# Aussie awarded VC today



## Wildcat (Jan 22, 2011)

Today will see the second Australian soldier awarded the VC for actions in Afghanistan. Good onya digger!!  

VC soldier took out Taliban insurgents - ABC News (Australian Broadcasting Corporation)
Second SAS Afghan Victoria Cross for heroic charge | The Australian


----------



## Florence (Jan 22, 2011)




----------



## vikingBerserker (Jan 22, 2011)

Nice!


----------



## buffnut453 (Jan 22, 2011)

Good on 'im!! Like Beharry, he's one of those rarest of men - those who get to collect their VC in person rather than having their next of kin receive it on their behalf.


----------



## RabidAlien (Jan 22, 2011)

Right on!


----------



## Aaron Brooks Wolters (Jan 23, 2011)




----------



## rochie (Jan 23, 2011)

just watching this on the news.
saying well done just doesnot seem enough


----------



## Wildcat (Jan 23, 2011)

Agreed Rochie, read Cpl Roberts-Smith's war record! 
Corporal Benjamin Roberts-Smith's citations | Herald Sun


----------



## Lucky13 (Jan 23, 2011)




----------



## pbfoot (Jan 23, 2011)

well done


----------



## Gnomey (Jan 23, 2011)

Right on!


----------



## Airframes (Jan 23, 2011)

Bl**dy great news!

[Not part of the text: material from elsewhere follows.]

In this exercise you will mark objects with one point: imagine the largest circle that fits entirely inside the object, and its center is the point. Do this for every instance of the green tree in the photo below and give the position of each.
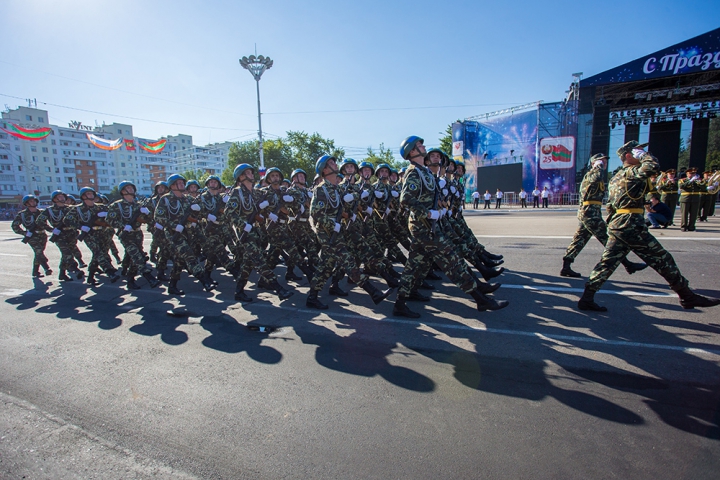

Well done!


----------



## Catch22 (Jan 23, 2011)




----------



## Sydhuey (Jan 23, 2011)

Good on him, Look at the size of the man 202 cm (6'7") a giant. 

I was reading an interesting article not long ago and the auther of was saying how top bravery awards like the MOH and VC were tending to be awarded more for bravery more in the field of saving comrades than combat exploits, the article had ratios of VC's and MOH's won in WW1 ,WW2, Korea thru Vietnam to Iraq and Afganistan and the ratios of combat exploits to saving comrades it was like 90% combat to 10% lifesaving in WW1 to todays figures with the two figures swapped, just shows how the western world has become more touchy feely and doesn't nessessarily want to put out and out combat warriors in the spotlight as much. 
not putting any award down all the winners deserve there medal without a doubt , just shows how percieved public attitudes change.


----------



## Matt308 (Jan 24, 2011)

Holyshit, what a badass! I'd buy him an evening of alcohol poisoning, if I knew where to find him. Well done. A modern day hero that I will teach my childrent to emulate.


----------



## Wayne Little (Jan 25, 2011)




----------



## v2 (Jan 29, 2011)




----------